Three tons of lifting every shift

Grocery cashiers often handle more than three tons of items during an eight-hour shift. They may flick their wrists up to 600 times per hour. And, unlike their counterparts in the rest of the world, cashiers in North America usually must perform their work standing up, with the additional medical problems this causes—including doubling the risk of heart disease.

“Somebody thinks it makes it look as if you are more at the service of the customers,” Dr. Karen Messing, the lead author of a study of supermarket cashiers says. “To my mind, this is a social-class problem.”

The introduction of electronic scanners in the mid-1970s sped up the processing of purchases to an enormous extent, at the cost of a significant increase in repetitive strain injuries (RSIs).  

In an early survey of BC supermarket cashiers shortly after scanners were introduced, between 30-50% of them reported pain in the shoulder, wrist, neck or back, which often required time off and medical attention.

Unsurprisingly, then, well-meaning calls for boycotting self-checkout lines have met with some controversy. It’s true automation eliminates jobs. It’s also true it can eliminate dangerous, unpleasant, poorly-paid work. At least in theory, employees can be retrained for more rewarding, less hazardous jobs.

A ‘retail apocalypse”?

Some confidently predict that retail cashiering—and many other in-store occupations—will rapidly disappear, perhaps even within a decade or two. Under this scenario, millions of people in North America could lose their jobs in a “retail apocalypse.” Others point to the obstacles and uncertainties, both technological and human, in the way of such radical change. Some major stores are actually moving away from self-checkout, for example, discovering that their customers far prefer human interaction.

But artificial intelligence and other technological innovations cannot fully replace the human element, as even many of those hailing the supposed transition will concede.

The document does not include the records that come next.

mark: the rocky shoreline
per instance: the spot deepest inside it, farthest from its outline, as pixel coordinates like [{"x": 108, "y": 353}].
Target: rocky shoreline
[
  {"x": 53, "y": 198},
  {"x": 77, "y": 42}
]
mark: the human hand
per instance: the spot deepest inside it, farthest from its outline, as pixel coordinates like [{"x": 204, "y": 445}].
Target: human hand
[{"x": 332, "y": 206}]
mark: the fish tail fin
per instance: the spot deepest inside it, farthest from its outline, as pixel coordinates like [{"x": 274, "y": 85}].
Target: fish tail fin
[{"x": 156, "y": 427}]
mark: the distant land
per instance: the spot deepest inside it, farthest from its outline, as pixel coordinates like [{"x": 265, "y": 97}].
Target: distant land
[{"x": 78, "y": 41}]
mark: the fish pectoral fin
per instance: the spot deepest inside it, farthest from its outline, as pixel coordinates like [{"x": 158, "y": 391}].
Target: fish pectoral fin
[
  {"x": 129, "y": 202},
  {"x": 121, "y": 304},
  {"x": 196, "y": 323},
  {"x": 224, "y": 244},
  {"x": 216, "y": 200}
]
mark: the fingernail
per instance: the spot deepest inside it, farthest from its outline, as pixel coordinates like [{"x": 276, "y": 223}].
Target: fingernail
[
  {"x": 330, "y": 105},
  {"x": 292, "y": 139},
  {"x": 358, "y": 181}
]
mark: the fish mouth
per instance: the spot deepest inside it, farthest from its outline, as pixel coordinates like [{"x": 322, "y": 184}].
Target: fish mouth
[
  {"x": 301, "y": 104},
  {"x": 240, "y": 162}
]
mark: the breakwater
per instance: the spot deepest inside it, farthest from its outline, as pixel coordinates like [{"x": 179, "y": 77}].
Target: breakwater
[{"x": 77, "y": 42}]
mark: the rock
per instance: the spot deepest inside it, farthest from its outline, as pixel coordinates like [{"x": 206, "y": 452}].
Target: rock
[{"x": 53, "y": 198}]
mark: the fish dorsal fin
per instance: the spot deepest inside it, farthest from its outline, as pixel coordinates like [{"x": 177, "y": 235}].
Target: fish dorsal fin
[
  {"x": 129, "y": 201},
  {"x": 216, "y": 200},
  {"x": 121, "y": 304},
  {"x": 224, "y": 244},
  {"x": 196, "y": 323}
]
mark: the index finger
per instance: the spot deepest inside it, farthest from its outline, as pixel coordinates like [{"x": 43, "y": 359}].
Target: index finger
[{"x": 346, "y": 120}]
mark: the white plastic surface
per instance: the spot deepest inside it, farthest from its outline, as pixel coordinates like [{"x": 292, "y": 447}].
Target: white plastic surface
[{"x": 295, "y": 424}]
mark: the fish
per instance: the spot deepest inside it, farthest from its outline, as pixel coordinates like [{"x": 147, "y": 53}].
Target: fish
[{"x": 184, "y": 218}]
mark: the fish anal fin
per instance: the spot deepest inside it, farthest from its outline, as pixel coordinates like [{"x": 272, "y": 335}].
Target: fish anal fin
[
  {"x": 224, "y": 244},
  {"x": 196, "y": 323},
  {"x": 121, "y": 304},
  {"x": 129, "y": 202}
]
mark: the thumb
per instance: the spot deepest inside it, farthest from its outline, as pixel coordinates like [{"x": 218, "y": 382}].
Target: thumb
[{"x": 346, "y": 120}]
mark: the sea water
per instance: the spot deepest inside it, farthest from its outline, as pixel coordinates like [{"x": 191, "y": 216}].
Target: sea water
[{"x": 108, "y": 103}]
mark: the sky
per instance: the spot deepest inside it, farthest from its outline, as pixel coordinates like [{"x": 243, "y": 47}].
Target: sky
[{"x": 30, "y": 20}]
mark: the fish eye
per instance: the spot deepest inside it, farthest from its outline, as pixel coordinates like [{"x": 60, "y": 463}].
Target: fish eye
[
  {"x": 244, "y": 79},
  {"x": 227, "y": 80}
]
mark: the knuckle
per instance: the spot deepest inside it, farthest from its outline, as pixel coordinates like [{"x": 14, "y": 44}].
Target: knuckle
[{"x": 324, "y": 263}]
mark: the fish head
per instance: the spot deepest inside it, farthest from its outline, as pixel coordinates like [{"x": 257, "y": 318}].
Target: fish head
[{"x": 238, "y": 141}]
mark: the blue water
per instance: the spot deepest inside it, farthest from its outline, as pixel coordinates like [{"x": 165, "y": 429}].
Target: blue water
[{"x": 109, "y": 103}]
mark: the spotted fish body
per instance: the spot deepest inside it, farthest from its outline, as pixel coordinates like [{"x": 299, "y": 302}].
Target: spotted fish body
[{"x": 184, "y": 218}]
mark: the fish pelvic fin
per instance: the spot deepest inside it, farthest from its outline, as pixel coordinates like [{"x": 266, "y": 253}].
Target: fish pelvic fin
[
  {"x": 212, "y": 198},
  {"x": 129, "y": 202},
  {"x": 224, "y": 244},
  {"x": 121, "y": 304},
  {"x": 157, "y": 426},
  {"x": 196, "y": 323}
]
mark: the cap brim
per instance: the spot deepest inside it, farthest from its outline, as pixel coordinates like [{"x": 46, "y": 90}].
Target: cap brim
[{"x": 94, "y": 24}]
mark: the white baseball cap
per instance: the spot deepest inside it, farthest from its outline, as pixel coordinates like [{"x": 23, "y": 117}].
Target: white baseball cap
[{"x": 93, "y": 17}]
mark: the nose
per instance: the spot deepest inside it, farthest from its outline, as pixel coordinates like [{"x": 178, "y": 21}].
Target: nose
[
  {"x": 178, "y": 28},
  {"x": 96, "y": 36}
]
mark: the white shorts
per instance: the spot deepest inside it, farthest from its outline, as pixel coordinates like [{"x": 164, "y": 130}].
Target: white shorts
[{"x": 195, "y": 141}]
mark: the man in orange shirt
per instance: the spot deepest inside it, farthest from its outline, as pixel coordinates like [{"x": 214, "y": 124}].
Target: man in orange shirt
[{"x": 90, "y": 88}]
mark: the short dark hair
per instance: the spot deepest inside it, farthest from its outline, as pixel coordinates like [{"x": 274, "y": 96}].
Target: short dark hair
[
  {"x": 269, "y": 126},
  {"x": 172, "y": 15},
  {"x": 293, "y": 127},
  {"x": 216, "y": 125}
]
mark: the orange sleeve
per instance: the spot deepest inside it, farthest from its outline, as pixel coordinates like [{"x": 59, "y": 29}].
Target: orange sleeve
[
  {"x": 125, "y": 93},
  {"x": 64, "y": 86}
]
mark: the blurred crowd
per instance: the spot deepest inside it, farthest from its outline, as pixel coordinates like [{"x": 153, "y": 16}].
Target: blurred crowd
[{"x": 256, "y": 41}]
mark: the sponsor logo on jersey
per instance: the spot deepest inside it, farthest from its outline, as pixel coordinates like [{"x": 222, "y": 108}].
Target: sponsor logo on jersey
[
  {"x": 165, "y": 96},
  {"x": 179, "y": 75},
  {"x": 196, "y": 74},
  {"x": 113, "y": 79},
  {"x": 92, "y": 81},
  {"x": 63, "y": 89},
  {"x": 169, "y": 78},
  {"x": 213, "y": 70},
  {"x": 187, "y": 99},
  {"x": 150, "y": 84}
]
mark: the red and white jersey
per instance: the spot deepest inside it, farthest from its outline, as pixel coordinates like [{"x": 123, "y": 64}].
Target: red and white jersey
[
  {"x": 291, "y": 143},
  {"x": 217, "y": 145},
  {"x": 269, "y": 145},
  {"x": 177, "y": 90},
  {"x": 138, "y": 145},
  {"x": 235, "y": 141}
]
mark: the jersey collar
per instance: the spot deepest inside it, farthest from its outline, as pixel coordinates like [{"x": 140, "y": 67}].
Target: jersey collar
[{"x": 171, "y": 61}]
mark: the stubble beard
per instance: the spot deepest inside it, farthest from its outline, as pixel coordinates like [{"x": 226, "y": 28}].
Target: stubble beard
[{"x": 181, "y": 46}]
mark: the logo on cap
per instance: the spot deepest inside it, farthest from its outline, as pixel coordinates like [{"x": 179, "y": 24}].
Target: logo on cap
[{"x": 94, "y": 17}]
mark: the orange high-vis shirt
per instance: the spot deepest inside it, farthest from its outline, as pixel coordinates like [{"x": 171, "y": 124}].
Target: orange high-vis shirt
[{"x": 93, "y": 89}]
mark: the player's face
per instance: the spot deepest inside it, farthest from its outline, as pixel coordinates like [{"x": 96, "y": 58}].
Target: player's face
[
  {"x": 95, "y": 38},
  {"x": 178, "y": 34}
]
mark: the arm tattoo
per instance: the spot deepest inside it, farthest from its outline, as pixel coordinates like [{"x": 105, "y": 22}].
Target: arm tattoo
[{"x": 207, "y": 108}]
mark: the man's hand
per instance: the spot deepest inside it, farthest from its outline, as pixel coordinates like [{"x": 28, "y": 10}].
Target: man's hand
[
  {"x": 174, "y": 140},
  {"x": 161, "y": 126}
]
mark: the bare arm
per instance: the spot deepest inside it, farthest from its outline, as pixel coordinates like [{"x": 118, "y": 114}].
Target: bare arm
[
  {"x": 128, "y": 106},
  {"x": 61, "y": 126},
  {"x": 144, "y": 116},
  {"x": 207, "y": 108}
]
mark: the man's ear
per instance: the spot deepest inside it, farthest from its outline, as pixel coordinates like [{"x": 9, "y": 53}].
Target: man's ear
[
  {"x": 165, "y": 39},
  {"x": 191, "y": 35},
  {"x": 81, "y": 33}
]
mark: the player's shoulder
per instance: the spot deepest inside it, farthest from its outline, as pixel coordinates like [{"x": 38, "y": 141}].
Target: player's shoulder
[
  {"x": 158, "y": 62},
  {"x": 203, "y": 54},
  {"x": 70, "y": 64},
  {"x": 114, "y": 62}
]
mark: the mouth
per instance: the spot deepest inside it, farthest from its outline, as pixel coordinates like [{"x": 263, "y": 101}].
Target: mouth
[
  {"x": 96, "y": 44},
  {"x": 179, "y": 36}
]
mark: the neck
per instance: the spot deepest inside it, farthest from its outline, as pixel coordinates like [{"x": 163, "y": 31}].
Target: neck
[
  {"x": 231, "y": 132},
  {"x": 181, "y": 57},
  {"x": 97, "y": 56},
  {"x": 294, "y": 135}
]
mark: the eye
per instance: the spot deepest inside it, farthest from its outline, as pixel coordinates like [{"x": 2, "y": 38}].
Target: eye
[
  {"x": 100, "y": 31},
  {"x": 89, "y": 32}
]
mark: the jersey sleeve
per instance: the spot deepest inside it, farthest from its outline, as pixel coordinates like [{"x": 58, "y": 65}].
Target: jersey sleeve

At least some retail workers may be on the verge, in fact, of significant upskilling, becoming better-paid customer advisors who are deeply knowledgeable about the products on offer. Training and retraining, as always, is a key issue for both employers and labour, as job functions are eliminated and others created by advances in technology.

For Kate at her Home Depot store, there are some immediate benefits of automation, even if unintended. Could there be longer term benefits for workers as well?